By Dan Nienaber
Free Press Staff Writer
MANKATO — A 26-year-old North Mankato man who died after being found unconscious at the downtown Hy-Vee store was tasered twice by at least one of the police officers who arrested him.
Andrew Layton was unconscious in the store’s entry when police officers arrived at about 4:40 a.m. Jan. 1. An initial news release only said he was arrested because he became combative, his heart stopped on the way to the jail in an ambulance and he was brought to the Mankato hospital after he was revived. He died there Jan. 5 and the investigation was turned over to the Bureau of Criminal Apprehension.
More public information about the incident was released Friday morning at the request of The Free Press. That report confirmed that weapons were used during the arrest, but it didn’t say how many weapons or what type of weapons were used. City Manager Pat Hentges later confirmed tasers were used during the incident.
The report also said the officers involved in the incident were Daniel Best, Kenneth Baker, Kyley Groby, Audrey Burgess and Cmdr. Craig Frericks.
Brad Hanson, Layton’s uncle, said Layton’s mother, Cheri Hanson, was initially told by hospital staff that her son had not been tasered. He doesn’t know if hospital staff members assumed Layton hadn’t been tasered or if they received that information from police.

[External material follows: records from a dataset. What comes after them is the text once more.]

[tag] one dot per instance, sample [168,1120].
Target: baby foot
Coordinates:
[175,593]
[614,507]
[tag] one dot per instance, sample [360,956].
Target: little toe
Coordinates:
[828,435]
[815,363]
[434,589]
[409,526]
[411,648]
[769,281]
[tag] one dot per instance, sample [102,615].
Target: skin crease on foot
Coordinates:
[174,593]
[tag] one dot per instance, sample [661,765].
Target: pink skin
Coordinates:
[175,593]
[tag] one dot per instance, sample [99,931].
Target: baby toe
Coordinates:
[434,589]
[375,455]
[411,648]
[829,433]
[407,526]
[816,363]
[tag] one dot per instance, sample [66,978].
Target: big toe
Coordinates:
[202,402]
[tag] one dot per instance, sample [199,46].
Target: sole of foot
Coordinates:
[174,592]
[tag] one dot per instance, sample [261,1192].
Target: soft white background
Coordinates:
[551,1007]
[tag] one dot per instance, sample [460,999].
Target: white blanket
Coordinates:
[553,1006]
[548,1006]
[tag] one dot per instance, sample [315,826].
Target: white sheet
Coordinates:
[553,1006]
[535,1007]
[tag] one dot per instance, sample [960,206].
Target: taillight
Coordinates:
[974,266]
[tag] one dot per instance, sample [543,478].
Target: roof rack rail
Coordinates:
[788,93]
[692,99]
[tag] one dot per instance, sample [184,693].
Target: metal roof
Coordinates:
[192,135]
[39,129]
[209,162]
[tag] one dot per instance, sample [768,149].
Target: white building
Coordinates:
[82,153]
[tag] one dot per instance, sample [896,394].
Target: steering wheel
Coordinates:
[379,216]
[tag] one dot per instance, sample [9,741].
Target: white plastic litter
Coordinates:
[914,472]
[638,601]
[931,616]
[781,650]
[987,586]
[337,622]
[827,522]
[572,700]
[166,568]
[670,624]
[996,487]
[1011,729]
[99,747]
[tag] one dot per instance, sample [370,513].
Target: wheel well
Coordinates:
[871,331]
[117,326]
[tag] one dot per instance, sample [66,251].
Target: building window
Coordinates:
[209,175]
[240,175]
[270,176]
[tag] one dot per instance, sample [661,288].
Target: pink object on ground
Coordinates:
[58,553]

“We just learned there’s some discrepancies between the police report and the BCA investigation,” Brad Hanson said. “At first they didn’t say there was a taser. Now they’re saying a taser was used. We’re getting that from the bureau.”
The initial Department of Public Safety news release also said an ambulance responded to Hy-Vee and Layton was taken to the Blue Earth County Jail in the ambulance. Layton’s family also had questions about why, if an ambulance was necessary, Layton was taken to jail and not the hospital. Layton’s heart stopped at some point on his way to the jail and he wasn’t taken to the hospital until after he was revived.
When Hentges was asked those questions, he provided some answers by forwarding an email to The Free Press that was sent to him by Todd Miller, director of Public Safety.
The email said Layton “immediately became combative” and fought “violently” with the first officer who arrived at the scene. It also confirmed a tasing device had been used on Layton.
“The officer called for assistance and additional officers and a commander responded to the scene,” Miller’s email said. “During the struggle, the individual did not respond to officer’s (sic) repeated commands and subsequently was tased twice in an effort to control him.”
Officers were able to handcuff Layton and identify him as someone they had been in contact with before. A Gold Cross Ambulance crew was called because the officers were concerned about how violent he had been and suspected he had been using drugs.
“An ambulance was summoned for Mr. Layton and for reasons that remain as of yet unclear, Gold Cross Ambulance personnel transported Mr. Layton, along with two Mankato police officers riding in the ambulance, to the Blue Earth County Justice Center.”
An autopsy was done by the Ramsey County Medical Examiner’s Office Jan. 6. Hanson said he was told the autopsy report has not been completed.
The Jan. 1 incident isn’t the first time Layton had been arrested. He had been charged with methamphetamine possession as recently as August and he was arrested in 2010 for assaulting a police officer during a routine traffic stop in Austin.
Hanson said, as far as he knows, Layton had quit using drugs recently. He also said hospital staff told his mother there were no drugs in Layton’s system, but there was a “little bit” of alcohol.
The family has been able to figure out where Layton was up until about two hours before the Hy-Vee incident. Hanson said Layton was at his girlfriend’s house with other people until about 2:30 a.m.
“He borrowed her phone and wasn’t seen after that,” Hanson said. “The next thing anyone knew he was at Hy-Vee. We don’t know why he was at Hy-Vee. Was he ill? Was he injured? I really don’t think we’re going to know for awhile.”